Double-click on Killbox.exe to run it. Now put a tick by *Delete on Reboot*. In the "Full Path of File to Delete" box, copy and paste each of the following lines one at a time then click on the button that has the red circle with the X in the middle after you enter each file. It will ask for confimation to delete the file on next reboot. Click Yes. It will then ask if you want to reboot now. Click No.
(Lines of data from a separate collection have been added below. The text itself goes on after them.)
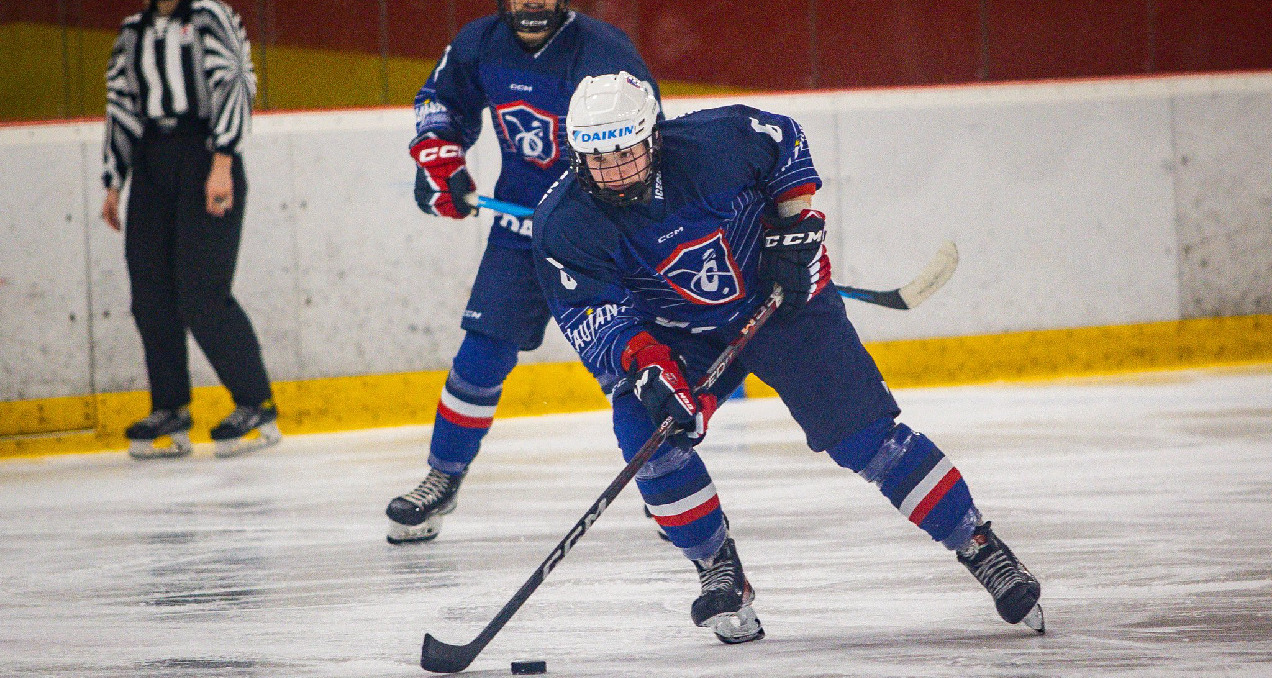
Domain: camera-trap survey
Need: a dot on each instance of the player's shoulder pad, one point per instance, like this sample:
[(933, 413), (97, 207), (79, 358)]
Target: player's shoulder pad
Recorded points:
[(131, 20), (215, 8), (566, 216)]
Continue with that same procedure until you have copied and pasted all of these in the "Paste Full Path of File to Delete" box.

*D:\WINDOWS\exgqfnn.exe

D:\WINDOWS\System32\Gklwgu.exe

D:\WINDOWS\ptcore.exe

D:\WINDOWS\System32\Rfieqb.exe

D:\Program Files\ISTsvc\istsvc.exe

D:\WINDOWS\exgqfnn.exe*

Exit the Killbox.

Run Hijack This again and put a check by these. Close *ALL* windows except HijackThis and click "Fix checked"

*R3 - URLSearchHook: (no name) - _{CFBFAE00-17A6-11D0-99CB-00C04FD64497} - (no file)

O2 - BHO: (no name) - {00000010-6F7D-442C-93E3-4A4827C2E4C8} - (no file)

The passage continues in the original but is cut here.